Phillip Margolin, master of the legal thriller, takes a literary trip to the nineteenth century, to the days on the eve of the Civil War in his latest work, "Worthy Brown's Daughter." (HarperCollins, 345 pages)
The plot is loosely based on "Holmes v. Ford," a case involving Robin and Polly Holmes. They were slaves owned by a Colonel Nathaniel Ford of Georgia who moved the Holmes and their children to the Oregon Territory.
Ford had promised to free the entire family, but changed his mind and kept three of the children as indentured servants. While the young state of Oregon's constitution outlawed slavery, it also barred free negroes from living in Oregon, unless they were brought into the state as slaves.
The state's constitution prohibited free negroes from entering into contracts or litigation.
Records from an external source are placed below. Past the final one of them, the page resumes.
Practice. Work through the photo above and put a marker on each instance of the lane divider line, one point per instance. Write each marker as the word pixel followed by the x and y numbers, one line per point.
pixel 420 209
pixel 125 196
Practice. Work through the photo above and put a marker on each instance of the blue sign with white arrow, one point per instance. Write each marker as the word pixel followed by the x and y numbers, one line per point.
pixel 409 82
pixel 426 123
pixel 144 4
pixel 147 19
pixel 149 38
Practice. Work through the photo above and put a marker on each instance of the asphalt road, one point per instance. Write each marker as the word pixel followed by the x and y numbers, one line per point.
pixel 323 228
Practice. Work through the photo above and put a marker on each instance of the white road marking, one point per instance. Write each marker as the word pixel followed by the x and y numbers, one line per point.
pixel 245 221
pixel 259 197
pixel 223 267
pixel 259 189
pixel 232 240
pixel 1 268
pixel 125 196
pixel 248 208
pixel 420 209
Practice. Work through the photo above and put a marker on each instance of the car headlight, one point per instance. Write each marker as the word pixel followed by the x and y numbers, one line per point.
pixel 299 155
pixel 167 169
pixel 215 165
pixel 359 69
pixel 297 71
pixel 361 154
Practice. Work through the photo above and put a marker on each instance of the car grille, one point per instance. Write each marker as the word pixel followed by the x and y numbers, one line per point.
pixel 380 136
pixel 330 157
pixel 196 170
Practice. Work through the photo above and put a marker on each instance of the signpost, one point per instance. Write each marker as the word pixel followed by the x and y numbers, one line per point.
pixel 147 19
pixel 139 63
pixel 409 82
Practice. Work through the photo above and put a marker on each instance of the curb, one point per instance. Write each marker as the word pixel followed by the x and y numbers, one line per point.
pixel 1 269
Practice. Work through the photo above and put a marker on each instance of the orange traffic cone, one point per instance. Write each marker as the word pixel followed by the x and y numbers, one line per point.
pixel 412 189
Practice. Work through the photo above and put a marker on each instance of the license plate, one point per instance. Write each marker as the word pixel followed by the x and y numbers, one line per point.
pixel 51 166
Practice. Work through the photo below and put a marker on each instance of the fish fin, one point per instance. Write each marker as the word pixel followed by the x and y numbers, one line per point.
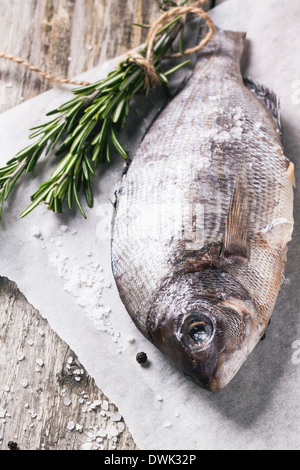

Against this backdrop, Margolin creates the story of Worthy Brown and his daughter, Roxanne. They were owned by Attorney Caleb Barbour who left
the state of Georgia, ahead of the debt collectors, with the promise that he would free father and daughter upon settling in Oregon.
But once in Oregon, Barbour reneged on his promise, and decided to keep the child as his servant. The girl's father sues to get his child back, but things quickly take a tragic turn.
Barbour assaults the girl and dies in a home fire soon after. Worthy Brown emerges as the prime suspect and the lawyer defending him, Matthew Penny, carries a brutal secret which may save his client from the hangman's noose.
Phillip Margolin's "Worthy Brown's Daughter" reads something like "Deadwood" meets "Twelve Years a Slave." The finale in the courtroom is as brilliant and exciting as any great legal drama, bearing witness to the fact that trials in the nineteenth century could be as entertaining as any theatrical production and as raucous as a rodeo or circus.
The author penned a touching dedication to his late wife, Doreen, who served as his muse in this beautifully written story rooted in America's brutal history of slavery and racism.